Damian Grammaticas (born June 1970 in Nairobi) is a Kenyan-born British journalist, working for the BBC.

==Early life and education==
Of Greek descent, Grammaticas was born in June 1970 and grew up in Kenya.

Having studied at Oundle School and Corpus Christi College, Cambridge, in 1992 Grammaticas graduated with a degree in English literature. He subsequently studied for and obtained a diploma in broadcast journalism at Cardiff University.

==Career==
In 1994, Grammaticas joined BBC News as a trainee reporter. In the years 1995–1997, his work included reporting for the regional television news programme Look East and for BBC Radio Cambridgeshire. He moved to London in 1998 and reported for BBC World, BBC News 24 and BBC Television News.

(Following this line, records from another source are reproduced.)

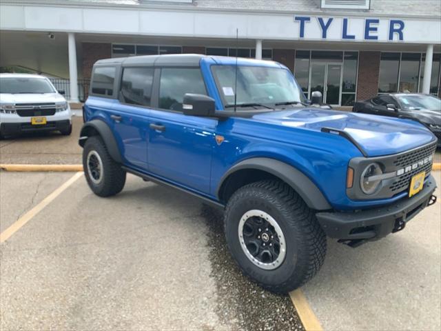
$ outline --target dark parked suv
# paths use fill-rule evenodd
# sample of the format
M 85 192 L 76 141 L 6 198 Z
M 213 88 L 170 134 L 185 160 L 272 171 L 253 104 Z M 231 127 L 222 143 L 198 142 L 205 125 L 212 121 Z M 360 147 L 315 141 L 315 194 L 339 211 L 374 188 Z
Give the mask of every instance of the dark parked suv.
M 79 143 L 95 194 L 119 193 L 129 172 L 225 210 L 234 258 L 275 292 L 314 277 L 327 235 L 355 247 L 403 229 L 435 201 L 429 130 L 311 108 L 276 62 L 101 60 L 84 117 Z

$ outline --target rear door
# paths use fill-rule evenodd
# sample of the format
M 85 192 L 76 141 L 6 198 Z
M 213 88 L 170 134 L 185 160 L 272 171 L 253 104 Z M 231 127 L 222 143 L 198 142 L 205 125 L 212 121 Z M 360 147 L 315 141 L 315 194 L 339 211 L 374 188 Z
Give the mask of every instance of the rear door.
M 182 111 L 185 93 L 207 94 L 201 68 L 158 68 L 155 86 L 158 104 L 150 112 L 149 171 L 208 194 L 217 120 Z
M 149 112 L 154 69 L 123 68 L 119 100 L 111 110 L 113 131 L 121 154 L 130 166 L 147 170 Z

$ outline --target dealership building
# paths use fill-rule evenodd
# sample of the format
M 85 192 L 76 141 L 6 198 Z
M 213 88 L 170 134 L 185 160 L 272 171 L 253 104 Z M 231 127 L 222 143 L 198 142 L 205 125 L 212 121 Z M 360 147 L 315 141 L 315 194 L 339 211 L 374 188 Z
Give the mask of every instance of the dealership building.
M 276 61 L 340 106 L 441 96 L 441 1 L 0 0 L 0 67 L 66 82 L 73 102 L 100 59 L 174 53 Z

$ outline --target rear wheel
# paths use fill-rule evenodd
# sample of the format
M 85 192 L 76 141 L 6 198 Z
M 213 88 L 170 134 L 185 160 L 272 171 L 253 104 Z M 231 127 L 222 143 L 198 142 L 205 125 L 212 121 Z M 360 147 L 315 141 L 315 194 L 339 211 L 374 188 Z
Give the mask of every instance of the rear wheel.
M 88 139 L 83 150 L 83 167 L 90 189 L 100 197 L 119 193 L 125 183 L 125 172 L 107 152 L 101 137 Z
M 228 201 L 225 235 L 243 272 L 263 287 L 287 292 L 311 279 L 326 254 L 315 214 L 287 184 L 262 181 Z

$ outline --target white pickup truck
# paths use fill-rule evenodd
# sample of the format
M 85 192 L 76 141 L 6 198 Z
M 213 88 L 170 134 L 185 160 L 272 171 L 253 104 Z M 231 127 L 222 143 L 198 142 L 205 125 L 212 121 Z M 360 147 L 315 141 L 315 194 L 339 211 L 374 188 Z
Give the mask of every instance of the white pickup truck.
M 0 139 L 30 131 L 72 132 L 69 103 L 43 76 L 0 74 Z

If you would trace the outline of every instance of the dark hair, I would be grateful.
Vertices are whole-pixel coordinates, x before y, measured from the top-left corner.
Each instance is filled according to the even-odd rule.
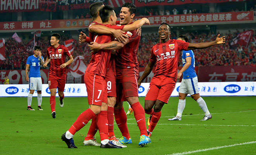
[[[189,39],[185,35],[180,35],[178,37],[178,38],[180,38],[183,40],[185,40],[185,42],[187,42],[189,41]]]
[[[92,19],[95,20],[97,18],[98,12],[103,5],[104,4],[102,2],[95,2],[93,3],[89,7],[90,14],[92,17]]]
[[[100,10],[100,16],[103,23],[109,20],[110,16],[113,15],[113,11],[114,8],[110,5],[106,5]]]
[[[122,7],[123,7],[129,8],[129,12],[131,13],[131,15],[133,13],[135,14],[137,7],[134,4],[130,3],[125,3],[122,5]]]
[[[171,31],[171,29],[171,29],[171,27],[170,26],[170,25],[169,25],[168,24],[166,23],[161,23],[161,24],[160,24],[160,25],[159,27],[160,27],[160,26],[161,26],[161,25],[166,25],[168,26],[168,27],[169,27],[169,30],[170,31]]]
[[[60,40],[61,39],[61,35],[59,34],[55,33],[52,35],[52,37],[55,37],[57,40]]]
[[[42,49],[41,48],[41,47],[39,46],[35,46],[34,47],[34,51],[36,51],[38,50],[39,51],[42,51]]]

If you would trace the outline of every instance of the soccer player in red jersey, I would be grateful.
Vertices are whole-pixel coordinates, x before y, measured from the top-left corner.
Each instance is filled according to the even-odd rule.
[[[64,98],[63,92],[66,83],[66,67],[74,61],[72,56],[67,47],[59,44],[60,39],[61,35],[59,34],[54,34],[52,35],[50,40],[52,46],[47,49],[47,58],[43,65],[43,67],[45,67],[48,63],[50,62],[51,62],[48,85],[51,94],[50,104],[52,110],[52,116],[54,118],[56,118],[55,96],[56,88],[58,88],[60,106],[63,107]],[[68,56],[69,59],[65,62],[66,56]]]
[[[162,108],[165,104],[168,103],[175,87],[180,52],[183,50],[207,48],[224,44],[225,40],[225,37],[220,37],[220,34],[214,41],[196,44],[171,39],[170,26],[166,23],[161,24],[158,29],[158,34],[161,42],[152,48],[149,63],[138,81],[138,87],[139,87],[156,63],[155,74],[145,97],[145,112],[152,116],[147,130],[149,136],[151,136],[161,116]]]
[[[120,24],[126,25],[132,24],[136,10],[136,7],[132,3],[126,3],[123,5],[119,14]],[[143,147],[150,143],[151,140],[147,136],[145,112],[138,101],[137,87],[138,63],[137,54],[140,37],[137,35],[135,30],[130,32],[128,35],[131,37],[126,39],[126,45],[116,52],[115,61],[117,103],[115,106],[114,113],[116,121],[123,135],[119,141],[123,144],[131,143],[126,123],[127,116],[123,108],[123,101],[128,101],[133,110],[134,116],[140,131],[138,145]],[[104,44],[101,45],[101,48],[104,46]]]

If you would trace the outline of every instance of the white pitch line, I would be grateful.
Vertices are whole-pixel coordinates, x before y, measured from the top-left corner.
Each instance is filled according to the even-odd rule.
[[[128,123],[127,124],[137,125],[137,123]],[[186,125],[187,126],[249,126],[255,127],[256,125],[213,125],[212,124],[157,124],[157,125]]]
[[[220,148],[225,148],[229,147],[235,147],[236,146],[242,145],[244,145],[253,144],[253,143],[256,143],[256,141],[252,141],[252,142],[245,142],[245,143],[239,143],[239,144],[235,144],[231,145],[229,145],[221,146],[220,146],[220,147],[212,147],[212,148],[206,148],[206,149],[199,149],[199,150],[194,150],[194,151],[188,151],[188,152],[182,152],[182,153],[173,153],[171,155],[187,155],[188,154],[194,153],[198,153],[198,152],[204,152],[204,151],[209,151],[209,150],[218,150],[218,149],[219,149]]]

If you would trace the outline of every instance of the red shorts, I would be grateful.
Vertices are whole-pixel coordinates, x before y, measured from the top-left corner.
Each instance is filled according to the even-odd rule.
[[[116,97],[116,72],[115,71],[106,72],[105,79],[107,83],[108,97]]]
[[[168,103],[169,99],[175,88],[176,83],[171,78],[164,76],[154,77],[145,97],[145,100],[158,99]]]
[[[59,77],[49,75],[48,86],[49,89],[57,88],[58,91],[64,91],[66,83],[66,74]]]
[[[104,78],[85,72],[84,80],[87,91],[88,103],[100,106],[102,102],[107,103],[107,94]]]
[[[129,97],[138,97],[137,83],[138,67],[131,67],[116,69],[117,101],[125,101],[125,98]]]

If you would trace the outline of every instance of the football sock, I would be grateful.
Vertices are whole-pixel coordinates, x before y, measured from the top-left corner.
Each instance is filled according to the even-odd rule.
[[[28,106],[31,106],[33,96],[33,94],[28,94]]]
[[[42,104],[42,94],[37,94],[37,105],[41,106]]]
[[[152,118],[151,118],[151,121],[150,121],[150,125],[149,126],[149,129],[148,129],[148,130],[149,132],[152,132],[153,131],[153,130],[155,128],[156,124],[157,123],[159,119],[160,119],[161,117],[161,111],[157,112],[154,112],[153,113]]]
[[[90,109],[88,109],[79,115],[68,131],[71,134],[74,135],[76,132],[86,125],[89,121],[95,116],[94,113]]]
[[[114,107],[107,107],[107,121],[109,133],[114,133]]]
[[[97,118],[97,126],[99,128],[100,140],[109,139],[108,136],[108,123],[107,122],[107,111],[101,111],[98,114]]]
[[[145,113],[142,106],[139,102],[131,106],[134,111],[134,117],[137,121],[137,124],[140,130],[140,136],[145,135],[147,136],[147,126],[145,120]]]
[[[130,138],[130,134],[127,127],[127,116],[123,107],[121,109],[114,109],[114,113],[115,115],[115,119],[116,124],[122,133],[122,135],[126,139],[129,139]]]
[[[153,115],[153,113],[154,112],[154,110],[153,110],[153,109],[151,109],[151,110],[150,110],[150,111],[147,112],[145,111],[145,113],[146,113],[147,114],[149,114],[149,115]]]
[[[67,131],[66,132],[66,135],[65,136],[67,139],[69,139],[74,137],[74,135],[71,134],[71,133],[67,130]]]
[[[97,116],[92,118],[92,123],[90,126],[87,135],[85,138],[85,140],[88,140],[93,139],[93,136],[98,131],[98,126],[97,126]]]
[[[63,96],[62,97],[60,96],[60,101],[61,101],[64,98],[64,94],[63,94]]]
[[[209,110],[208,110],[206,103],[201,97],[200,97],[198,99],[197,99],[197,100],[196,100],[196,101],[198,103],[199,106],[200,106],[201,109],[202,109],[203,111],[204,112],[204,114],[206,115],[210,115],[210,112]]]
[[[55,111],[55,104],[56,104],[55,96],[51,96],[50,97],[50,105],[51,106],[51,109],[52,110],[52,113]]]
[[[181,117],[182,115],[183,110],[185,108],[186,105],[186,99],[179,99],[179,103],[178,104],[178,111],[177,112],[177,116]]]

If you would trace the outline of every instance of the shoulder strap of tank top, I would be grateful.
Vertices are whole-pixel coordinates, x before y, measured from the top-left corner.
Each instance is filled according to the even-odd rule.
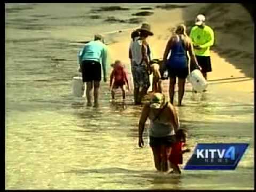
[[[156,121],[157,118],[159,117],[159,115],[161,114],[162,112],[163,112],[163,111],[164,110],[164,108],[167,106],[167,105],[168,105],[168,102],[167,102],[164,106],[164,107],[163,107],[163,108],[162,109],[161,109],[158,112],[158,113],[156,115],[156,116],[155,117],[155,118],[154,118],[153,119],[153,122]]]

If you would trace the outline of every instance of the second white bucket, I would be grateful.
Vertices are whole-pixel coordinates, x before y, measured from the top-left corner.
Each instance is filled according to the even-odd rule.
[[[192,84],[193,89],[197,92],[202,92],[206,89],[208,84],[201,71],[195,69],[188,76],[188,80]]]
[[[74,77],[72,84],[73,95],[77,97],[82,97],[84,94],[84,87],[82,77]]]

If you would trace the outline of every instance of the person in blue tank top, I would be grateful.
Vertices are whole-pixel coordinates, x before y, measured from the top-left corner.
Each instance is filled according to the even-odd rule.
[[[170,55],[167,58],[170,51]],[[174,34],[169,40],[163,57],[164,67],[168,70],[170,77],[169,96],[170,102],[172,104],[173,103],[176,77],[178,78],[178,106],[181,106],[186,78],[188,75],[188,52],[191,59],[190,65],[193,65],[193,67],[197,66],[198,68],[201,69],[196,60],[190,39],[186,33],[186,26],[181,25],[177,27]]]

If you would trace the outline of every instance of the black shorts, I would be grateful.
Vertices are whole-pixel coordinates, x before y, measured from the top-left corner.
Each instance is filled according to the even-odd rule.
[[[175,69],[167,68],[168,75],[170,77],[179,77],[186,78],[188,75],[188,68]]]
[[[207,73],[212,71],[212,63],[210,56],[196,55],[198,65],[201,66],[202,72]]]
[[[83,61],[81,71],[83,82],[101,80],[101,67],[99,62],[92,60]]]
[[[173,143],[176,142],[175,135],[170,135],[163,137],[154,137],[149,136],[149,146],[157,147],[160,145],[165,145],[171,147]]]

Grammaticas subsequently became a foreign correspondent. He became the BBC's Hong Kong correspondent from 2000, covering stories from Hong Kong, China, Taiwan, Korea, Japan, Thailand, Australia and the Philippines. In June 2003, he became the BBC's Moscow correspondent, in 2006 the South Asia correspondent, based in Delhi, and in 2009 the BBC's China correspondent, moving to Beijing. He later reported from Brussels and covered the issue of the United Kingdom leaving the European Union.